Deripaska and Manafort worked together in 2006, when Deripaska signed a $US10 million annual contract with Manafort for a lobbying project in the US that Manafort said would “greatly benefit the Putin Government.”
But things haven’t always been rosy between them. Deripaska’s representatives claimed, in legal complaints filed in the Cayman Islands in 2014, that Manafort had disappeared after Deripaska gave him and his longtime associate Rick Gates $US19 million to invest in a failed Ukrainian TV venture in 2007.
Last year, The Washington Post reported that Manafort emailed Kilimnik, beginning in April 2016, offering to give Deripaska “private briefings” about the Trump campaign. Former intelligence officials told Business Insider that the offer was likely part of Manafort’s effort to resolve his financial dispute with Deripaska.
“I assume you have shown our friends my media coverage, right?” Manafort reportedly wrote to Kilimnik on April 11, 2016.
“Absolutely,” replied Kilimnik. “Every article.”
“How do we use to get whole,” Manafort responded. “Has OVD operation seen?”
Investigators concluded that “OVD” was a reference to Deripaska’s full name: Oleg Vladimirovich Deripaska.
Kilimnik reportedly told Manafort in a later email that he had been “sending everything to Victor, who has been forwarding the coverage directly to OVD.” Victor was a senior aide to Deripaska, according to The Atlantic.

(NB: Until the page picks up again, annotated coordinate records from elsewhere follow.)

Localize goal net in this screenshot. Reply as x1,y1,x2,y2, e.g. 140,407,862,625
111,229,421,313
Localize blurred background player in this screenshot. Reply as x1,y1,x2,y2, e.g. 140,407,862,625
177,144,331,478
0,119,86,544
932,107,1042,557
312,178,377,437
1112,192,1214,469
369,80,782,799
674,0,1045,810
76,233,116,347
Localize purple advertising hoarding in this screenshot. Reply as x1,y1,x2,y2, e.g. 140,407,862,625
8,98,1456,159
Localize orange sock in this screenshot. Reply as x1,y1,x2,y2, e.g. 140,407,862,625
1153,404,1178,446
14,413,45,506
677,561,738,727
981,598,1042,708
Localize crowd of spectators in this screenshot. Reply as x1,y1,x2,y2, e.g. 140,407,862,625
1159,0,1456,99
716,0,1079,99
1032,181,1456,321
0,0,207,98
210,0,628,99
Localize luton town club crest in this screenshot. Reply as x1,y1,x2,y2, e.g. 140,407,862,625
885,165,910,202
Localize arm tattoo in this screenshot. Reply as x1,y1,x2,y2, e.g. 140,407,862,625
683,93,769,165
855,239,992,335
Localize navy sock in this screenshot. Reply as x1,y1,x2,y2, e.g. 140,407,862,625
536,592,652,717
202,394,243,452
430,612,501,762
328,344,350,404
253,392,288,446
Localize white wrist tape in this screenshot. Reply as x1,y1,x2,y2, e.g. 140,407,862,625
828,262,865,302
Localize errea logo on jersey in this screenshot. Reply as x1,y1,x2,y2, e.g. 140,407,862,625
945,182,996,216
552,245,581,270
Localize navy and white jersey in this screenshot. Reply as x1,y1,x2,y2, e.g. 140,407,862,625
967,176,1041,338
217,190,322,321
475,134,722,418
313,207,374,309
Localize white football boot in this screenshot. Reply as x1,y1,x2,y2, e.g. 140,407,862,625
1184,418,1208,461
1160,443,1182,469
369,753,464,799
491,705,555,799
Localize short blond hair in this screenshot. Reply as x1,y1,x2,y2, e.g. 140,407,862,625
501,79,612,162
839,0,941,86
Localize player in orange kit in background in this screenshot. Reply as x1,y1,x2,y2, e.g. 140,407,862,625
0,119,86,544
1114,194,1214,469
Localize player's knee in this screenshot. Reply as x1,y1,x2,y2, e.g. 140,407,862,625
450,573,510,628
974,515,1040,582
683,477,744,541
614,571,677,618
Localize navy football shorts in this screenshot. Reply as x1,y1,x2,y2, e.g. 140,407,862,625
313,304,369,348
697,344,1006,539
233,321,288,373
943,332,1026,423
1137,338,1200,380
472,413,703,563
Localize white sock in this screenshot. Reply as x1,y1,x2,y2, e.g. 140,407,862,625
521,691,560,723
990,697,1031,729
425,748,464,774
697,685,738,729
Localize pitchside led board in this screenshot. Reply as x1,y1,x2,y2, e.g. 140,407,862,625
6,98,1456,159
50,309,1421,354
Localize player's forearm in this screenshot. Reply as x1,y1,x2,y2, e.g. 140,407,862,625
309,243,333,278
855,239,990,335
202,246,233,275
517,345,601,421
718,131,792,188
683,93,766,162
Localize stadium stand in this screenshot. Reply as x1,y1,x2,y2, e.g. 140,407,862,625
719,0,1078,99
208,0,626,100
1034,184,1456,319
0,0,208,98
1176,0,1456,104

“Frankly, the coverage has been much better than Trump’s,” Kilimnik wrote. “In any case it will hugely enhance your reputation no matter what happens.”
On July 7, 2016, Manafort wrote to Kilimnik, “If he needs private briefings, we can accommodate,” according to The Post.
Deripaska’s representatives confirmed to Vice News that his jet flew to New Jersey in August 2016, but said the trip had nothing to do with Manafort’s offer and said Deripaska never received the offer. A spokesperson for Deripaska added that the only passengers on the flight at the time were the oligarch’s family members, and added that any implication that Deripaska communicated with Manafort during the election “would be a false statement of fact.”
Mueller’s office has charged Manafort with dozens of counts related to tax and bank fraud, money laundering, and conspiracy against the US. Manafort has pleaded not guilty to all the charges.